毎日新聞 6月8日(金)11時22分配信
 政府は8日、政府の計画としては初めて喫煙率低減の数値目標を盛り込んだ「次期がん対策推進基本計画」を閣議決定した。10年の調査で19.5%の成人喫煙率を22年度までに4割近く引き下げ、12%を目指す。

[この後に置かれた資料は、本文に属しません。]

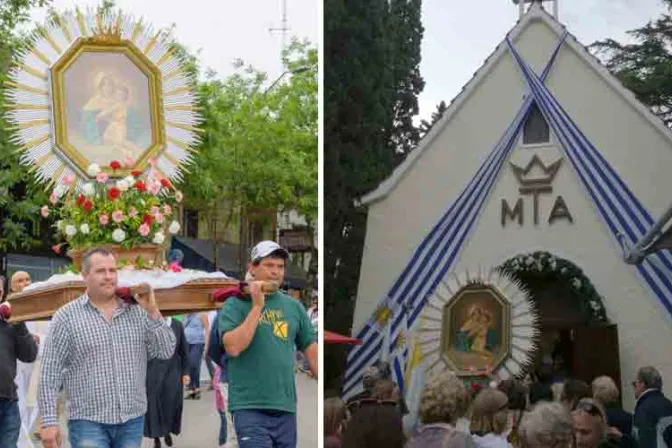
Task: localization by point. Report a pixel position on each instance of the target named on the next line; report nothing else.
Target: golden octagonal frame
(447, 331)
(143, 63)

 厚生労働省の10年の調査によると、成人の喫煙率は19.5%(男性32.2%、女性8.4%)。「たばこをやめたい」との回答者(37.6%)全員が禁煙すると喫煙率は12.2%になるため、今後10年間の目標値とした。受動喫煙の機会がある割合も、飲食店で現在の50.1%を15%、家庭で同10.7%を3%、行政と医療機関で0%までの低減を目指す。

 07年に策定された初の基本計画で喫煙率半減の導入が見送られるなど、厚労省による数値目標の設定は業界やたばこ税を所管する財務省などの壁に阻まれてきた。しかし日本も批准した世界保健機関(WHO)の「たばこ規制枠組み条約」が05年に発効。喫煙率が約20%だった米英も20年までの半減を掲げ、条約に沿った取り組みが求められていた。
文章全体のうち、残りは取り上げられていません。